Telehealth and Remote Practice
The landscape of where clinical psychologists physically sit while working has shifted dramatically. By 2023, 89% of psychologists used telehealth in some form. About 67% worked in a hybrid model, splitting time between in-person and remote sessions. Around 18% of early-career psychologists and 26% of later-career psychologists practiced entirely remotely.

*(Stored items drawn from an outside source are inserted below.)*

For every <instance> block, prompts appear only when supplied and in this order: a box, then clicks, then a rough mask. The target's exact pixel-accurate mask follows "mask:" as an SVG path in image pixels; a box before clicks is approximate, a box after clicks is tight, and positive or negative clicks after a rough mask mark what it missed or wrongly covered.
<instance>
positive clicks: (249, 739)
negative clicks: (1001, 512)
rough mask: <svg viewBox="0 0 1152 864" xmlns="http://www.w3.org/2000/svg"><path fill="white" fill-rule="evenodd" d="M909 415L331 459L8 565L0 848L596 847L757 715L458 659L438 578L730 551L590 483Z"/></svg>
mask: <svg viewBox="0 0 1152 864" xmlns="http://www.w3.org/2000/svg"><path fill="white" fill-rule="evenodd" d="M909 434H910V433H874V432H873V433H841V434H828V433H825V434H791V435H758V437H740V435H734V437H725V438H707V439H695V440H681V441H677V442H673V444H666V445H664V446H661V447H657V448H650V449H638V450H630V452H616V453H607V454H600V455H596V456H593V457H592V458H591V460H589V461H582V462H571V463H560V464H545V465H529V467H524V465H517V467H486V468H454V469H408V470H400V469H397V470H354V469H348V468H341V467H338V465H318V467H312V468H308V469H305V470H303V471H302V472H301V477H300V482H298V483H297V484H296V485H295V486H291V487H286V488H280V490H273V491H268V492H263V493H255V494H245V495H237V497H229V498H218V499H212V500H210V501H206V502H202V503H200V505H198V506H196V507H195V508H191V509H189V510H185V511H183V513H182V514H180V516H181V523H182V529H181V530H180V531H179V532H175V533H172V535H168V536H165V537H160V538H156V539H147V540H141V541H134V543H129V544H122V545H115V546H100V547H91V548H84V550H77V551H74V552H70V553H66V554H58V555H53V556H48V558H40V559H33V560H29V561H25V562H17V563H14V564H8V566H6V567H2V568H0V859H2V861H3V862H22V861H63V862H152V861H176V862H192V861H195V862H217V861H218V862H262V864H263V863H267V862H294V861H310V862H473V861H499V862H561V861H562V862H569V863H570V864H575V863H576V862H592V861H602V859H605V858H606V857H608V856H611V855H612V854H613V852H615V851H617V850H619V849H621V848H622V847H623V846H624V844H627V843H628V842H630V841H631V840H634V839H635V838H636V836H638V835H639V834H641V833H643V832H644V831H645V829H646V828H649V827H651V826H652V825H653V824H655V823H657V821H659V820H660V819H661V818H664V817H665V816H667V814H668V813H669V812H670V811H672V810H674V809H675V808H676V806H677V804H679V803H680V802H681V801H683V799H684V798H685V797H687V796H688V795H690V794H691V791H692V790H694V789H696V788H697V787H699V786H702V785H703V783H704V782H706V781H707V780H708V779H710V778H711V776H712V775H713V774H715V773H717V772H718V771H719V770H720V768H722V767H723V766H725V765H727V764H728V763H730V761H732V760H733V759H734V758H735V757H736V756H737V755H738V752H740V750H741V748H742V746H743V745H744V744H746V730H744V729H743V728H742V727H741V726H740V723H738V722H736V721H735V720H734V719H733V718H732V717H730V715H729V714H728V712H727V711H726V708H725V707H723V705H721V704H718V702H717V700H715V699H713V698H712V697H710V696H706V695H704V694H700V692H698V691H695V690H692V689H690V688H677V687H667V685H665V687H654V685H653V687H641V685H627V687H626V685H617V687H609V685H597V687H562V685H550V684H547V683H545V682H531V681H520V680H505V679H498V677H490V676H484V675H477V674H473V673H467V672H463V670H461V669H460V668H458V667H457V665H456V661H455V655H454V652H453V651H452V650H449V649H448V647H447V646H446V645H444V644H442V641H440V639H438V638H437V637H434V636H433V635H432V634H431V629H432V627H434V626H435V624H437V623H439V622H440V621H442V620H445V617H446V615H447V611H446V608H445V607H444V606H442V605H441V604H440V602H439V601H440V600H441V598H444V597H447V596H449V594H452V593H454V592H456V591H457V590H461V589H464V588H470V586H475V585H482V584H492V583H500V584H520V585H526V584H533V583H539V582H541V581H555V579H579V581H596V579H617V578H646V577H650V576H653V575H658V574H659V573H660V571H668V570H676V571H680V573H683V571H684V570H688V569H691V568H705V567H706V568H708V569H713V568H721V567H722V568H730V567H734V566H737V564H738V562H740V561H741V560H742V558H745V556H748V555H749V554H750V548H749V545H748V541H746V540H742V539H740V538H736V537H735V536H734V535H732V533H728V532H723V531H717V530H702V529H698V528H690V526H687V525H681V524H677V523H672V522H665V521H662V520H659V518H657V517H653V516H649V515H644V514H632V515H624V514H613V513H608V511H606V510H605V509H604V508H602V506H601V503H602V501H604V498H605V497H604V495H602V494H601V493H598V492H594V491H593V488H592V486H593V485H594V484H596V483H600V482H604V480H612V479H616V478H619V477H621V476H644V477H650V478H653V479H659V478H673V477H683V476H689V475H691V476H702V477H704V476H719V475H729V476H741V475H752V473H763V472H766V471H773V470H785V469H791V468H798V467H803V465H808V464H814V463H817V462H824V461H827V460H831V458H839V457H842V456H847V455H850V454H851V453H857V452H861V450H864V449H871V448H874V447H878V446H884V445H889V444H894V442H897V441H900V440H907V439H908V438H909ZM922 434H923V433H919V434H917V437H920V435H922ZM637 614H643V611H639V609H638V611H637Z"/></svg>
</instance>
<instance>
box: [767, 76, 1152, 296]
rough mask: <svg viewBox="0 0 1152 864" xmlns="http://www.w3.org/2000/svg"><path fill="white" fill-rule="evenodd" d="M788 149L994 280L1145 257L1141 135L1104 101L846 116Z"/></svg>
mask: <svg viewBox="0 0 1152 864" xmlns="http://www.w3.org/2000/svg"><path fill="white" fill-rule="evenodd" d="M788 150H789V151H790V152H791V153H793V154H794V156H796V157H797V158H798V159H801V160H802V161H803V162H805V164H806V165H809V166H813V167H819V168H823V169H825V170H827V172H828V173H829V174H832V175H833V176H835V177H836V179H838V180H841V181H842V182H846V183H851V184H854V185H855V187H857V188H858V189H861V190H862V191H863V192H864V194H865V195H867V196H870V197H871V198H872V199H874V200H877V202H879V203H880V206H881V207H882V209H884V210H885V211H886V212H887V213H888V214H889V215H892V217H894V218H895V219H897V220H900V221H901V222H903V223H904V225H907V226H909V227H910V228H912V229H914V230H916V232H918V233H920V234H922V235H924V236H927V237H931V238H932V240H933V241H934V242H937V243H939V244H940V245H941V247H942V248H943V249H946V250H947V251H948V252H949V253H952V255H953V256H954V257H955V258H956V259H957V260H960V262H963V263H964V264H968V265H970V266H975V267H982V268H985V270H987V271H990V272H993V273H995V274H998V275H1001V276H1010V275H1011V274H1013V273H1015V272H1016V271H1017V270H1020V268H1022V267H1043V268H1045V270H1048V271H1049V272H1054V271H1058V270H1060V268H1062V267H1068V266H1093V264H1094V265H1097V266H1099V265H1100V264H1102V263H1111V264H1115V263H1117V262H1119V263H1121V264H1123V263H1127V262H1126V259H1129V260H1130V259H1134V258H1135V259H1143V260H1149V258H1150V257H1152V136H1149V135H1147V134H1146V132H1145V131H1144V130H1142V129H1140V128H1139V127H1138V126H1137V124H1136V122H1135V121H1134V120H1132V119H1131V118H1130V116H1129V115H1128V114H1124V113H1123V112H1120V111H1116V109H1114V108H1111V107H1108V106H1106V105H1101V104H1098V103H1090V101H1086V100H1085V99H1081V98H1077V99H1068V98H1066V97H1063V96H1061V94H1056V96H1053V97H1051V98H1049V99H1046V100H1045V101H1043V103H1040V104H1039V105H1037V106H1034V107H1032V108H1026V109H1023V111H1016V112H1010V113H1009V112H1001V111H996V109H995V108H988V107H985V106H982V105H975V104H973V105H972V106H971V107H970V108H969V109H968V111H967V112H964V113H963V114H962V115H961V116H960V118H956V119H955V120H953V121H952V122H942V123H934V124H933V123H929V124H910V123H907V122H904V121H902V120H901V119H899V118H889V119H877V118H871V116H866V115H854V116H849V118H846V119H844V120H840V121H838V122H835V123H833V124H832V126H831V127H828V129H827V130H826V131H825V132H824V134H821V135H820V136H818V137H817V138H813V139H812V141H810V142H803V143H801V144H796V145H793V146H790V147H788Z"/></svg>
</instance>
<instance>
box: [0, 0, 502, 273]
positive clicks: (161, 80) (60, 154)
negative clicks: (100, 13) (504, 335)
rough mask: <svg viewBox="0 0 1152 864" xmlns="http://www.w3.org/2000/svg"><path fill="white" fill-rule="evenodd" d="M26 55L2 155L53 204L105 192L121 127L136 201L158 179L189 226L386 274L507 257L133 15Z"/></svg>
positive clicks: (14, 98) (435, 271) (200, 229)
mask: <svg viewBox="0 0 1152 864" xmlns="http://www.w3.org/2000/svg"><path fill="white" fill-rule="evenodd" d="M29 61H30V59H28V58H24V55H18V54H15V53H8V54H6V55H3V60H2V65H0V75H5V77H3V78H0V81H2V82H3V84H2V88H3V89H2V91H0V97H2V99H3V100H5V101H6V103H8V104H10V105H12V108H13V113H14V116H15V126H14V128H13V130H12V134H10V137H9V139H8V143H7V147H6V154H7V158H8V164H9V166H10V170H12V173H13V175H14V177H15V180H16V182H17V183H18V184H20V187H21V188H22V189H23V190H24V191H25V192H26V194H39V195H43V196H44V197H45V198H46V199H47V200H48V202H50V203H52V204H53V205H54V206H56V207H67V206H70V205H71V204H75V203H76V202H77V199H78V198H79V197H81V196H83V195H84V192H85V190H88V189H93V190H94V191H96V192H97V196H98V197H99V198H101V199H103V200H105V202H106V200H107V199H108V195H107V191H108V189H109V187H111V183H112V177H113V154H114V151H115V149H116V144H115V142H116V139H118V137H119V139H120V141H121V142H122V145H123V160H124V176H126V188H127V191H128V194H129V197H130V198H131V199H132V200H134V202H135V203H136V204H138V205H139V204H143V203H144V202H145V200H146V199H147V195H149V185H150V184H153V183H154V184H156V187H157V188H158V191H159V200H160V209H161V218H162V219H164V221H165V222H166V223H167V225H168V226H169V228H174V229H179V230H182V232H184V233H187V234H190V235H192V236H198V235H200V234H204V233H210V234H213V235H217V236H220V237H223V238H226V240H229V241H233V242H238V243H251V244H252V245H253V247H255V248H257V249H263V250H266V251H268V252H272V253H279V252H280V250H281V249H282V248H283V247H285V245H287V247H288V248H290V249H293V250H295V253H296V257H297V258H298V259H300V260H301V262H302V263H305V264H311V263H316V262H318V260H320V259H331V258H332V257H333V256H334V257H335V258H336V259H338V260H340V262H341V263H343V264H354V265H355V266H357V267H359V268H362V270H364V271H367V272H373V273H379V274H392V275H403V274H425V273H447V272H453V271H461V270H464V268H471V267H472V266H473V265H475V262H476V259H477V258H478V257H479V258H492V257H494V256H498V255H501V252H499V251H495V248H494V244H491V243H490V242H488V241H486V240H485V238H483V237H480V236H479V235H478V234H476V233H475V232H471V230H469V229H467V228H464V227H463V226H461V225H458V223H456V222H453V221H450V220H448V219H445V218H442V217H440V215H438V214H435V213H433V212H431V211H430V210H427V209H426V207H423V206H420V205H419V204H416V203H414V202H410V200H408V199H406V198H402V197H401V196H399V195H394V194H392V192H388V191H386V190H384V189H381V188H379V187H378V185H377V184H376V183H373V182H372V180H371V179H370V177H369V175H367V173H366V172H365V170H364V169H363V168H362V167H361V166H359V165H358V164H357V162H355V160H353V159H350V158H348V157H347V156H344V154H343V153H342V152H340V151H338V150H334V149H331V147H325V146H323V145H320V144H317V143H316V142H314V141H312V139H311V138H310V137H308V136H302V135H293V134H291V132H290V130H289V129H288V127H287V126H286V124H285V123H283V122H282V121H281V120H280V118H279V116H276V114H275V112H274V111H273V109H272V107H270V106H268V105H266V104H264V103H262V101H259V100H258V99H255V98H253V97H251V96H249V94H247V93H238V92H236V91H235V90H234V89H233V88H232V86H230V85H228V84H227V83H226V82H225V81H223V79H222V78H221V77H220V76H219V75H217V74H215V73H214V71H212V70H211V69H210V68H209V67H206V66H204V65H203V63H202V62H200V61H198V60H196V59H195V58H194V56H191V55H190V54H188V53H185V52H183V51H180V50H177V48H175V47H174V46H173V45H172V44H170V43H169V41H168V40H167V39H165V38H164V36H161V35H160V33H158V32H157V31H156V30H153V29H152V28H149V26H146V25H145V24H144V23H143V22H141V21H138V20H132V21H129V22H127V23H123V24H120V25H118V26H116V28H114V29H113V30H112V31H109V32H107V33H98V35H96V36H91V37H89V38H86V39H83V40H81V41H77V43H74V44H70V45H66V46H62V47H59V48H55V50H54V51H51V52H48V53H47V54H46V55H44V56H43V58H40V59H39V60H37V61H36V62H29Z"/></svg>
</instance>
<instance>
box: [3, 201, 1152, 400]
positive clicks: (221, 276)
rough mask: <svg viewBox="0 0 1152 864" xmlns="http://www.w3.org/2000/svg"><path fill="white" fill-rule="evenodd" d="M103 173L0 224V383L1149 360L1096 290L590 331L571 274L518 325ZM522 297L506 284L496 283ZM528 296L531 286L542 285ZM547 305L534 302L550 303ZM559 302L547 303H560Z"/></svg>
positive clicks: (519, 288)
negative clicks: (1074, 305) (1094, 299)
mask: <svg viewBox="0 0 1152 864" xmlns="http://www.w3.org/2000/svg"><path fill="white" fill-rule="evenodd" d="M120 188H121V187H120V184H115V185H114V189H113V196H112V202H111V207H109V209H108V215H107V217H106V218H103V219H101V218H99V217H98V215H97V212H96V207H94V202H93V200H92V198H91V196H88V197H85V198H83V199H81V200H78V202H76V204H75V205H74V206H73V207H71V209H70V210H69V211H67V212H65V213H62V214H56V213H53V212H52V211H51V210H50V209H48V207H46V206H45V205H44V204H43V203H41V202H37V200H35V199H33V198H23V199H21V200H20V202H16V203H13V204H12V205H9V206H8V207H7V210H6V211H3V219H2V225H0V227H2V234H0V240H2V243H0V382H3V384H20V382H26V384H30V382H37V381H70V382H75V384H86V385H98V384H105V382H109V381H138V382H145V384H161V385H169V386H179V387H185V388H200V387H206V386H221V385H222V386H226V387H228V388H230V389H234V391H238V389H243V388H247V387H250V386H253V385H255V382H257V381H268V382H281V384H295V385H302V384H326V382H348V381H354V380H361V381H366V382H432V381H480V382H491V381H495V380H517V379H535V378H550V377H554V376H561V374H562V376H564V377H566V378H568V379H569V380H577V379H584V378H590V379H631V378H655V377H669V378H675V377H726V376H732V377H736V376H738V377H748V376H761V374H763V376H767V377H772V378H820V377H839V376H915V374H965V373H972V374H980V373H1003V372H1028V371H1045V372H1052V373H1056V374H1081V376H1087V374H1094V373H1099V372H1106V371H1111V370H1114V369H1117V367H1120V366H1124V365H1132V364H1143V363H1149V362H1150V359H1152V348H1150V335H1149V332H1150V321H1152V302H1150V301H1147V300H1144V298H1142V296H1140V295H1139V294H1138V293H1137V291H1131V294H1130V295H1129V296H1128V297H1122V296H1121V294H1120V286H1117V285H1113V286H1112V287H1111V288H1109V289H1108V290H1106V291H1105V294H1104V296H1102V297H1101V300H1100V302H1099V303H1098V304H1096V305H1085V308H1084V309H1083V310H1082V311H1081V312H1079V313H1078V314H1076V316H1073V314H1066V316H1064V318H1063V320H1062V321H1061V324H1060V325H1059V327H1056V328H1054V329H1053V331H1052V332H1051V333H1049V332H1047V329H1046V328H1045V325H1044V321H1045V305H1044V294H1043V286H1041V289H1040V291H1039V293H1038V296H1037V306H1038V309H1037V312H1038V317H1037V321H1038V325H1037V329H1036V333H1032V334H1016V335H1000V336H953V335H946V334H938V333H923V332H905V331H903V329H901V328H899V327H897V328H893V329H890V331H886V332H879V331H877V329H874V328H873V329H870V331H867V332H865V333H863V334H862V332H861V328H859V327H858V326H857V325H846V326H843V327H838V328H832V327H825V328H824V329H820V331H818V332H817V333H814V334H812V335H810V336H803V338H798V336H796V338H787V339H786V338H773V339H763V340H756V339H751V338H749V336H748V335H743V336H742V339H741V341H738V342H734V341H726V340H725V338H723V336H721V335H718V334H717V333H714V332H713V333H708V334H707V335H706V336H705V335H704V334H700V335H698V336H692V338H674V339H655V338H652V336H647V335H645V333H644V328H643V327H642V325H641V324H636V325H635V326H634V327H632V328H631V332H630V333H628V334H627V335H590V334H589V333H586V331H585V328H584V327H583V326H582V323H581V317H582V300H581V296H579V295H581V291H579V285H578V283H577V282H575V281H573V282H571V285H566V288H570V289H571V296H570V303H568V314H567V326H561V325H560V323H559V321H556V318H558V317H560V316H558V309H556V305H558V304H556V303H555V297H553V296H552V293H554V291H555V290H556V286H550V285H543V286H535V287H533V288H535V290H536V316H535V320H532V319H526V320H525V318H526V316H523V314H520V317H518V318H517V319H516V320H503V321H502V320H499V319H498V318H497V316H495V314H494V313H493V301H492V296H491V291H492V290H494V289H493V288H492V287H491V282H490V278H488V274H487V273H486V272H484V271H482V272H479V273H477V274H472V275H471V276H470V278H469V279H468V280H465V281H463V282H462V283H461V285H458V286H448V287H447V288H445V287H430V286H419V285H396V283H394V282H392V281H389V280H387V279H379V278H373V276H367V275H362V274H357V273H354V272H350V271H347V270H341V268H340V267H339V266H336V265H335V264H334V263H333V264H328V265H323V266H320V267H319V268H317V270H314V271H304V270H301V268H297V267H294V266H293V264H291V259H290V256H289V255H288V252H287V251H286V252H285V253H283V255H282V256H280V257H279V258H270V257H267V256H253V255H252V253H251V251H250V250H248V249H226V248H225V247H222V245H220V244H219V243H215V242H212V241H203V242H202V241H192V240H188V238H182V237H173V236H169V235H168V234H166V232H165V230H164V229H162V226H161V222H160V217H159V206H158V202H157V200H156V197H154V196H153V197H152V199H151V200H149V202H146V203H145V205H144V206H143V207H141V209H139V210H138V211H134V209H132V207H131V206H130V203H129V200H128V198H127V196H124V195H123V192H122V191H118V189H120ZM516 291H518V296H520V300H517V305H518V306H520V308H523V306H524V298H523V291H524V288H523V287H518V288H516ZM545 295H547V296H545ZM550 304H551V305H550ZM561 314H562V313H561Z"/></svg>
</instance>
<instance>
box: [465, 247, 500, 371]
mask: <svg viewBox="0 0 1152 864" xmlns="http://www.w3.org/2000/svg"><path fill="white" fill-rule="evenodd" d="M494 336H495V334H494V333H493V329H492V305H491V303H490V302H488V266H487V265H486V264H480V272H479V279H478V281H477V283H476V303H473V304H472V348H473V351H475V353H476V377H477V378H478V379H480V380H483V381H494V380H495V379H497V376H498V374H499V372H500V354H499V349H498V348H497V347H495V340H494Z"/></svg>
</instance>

This means the “where” of clinical psychology increasingly depends on the day of the week rather than a fixed location. A psychologist might see clients in an office three days a week and work from a home office the other two. Later-career psychologists, who already have established client bases and referral networks, are more likely to go fully remote. Early-career psychologists tend to prefer the hybrid model, which still allows for in-person relationship building with colleagues and clients while offering scheduling flexibility.
How Pay Varies by Setting
Compensation differs substantially depending on where a clinical psychologist works. Research positions top the list at about $131,050 annually. Health practitioner offices and physician offices cluster around $114,000 to $115,000. Hospital positions average roughly $100,000 to $118,000, depending on whether the hospital is a general, specialty, or psychiatric facility. Community and family services roles pay the least at around $91,160, and residential care facilities average about $74,070.
These numbers reflect averages, and individual salaries vary by geography, experience, and specialization. But the pattern is consistent: settings closest to medical care and research pay more, while community-oriented and residential roles pay less, often by a significant margin.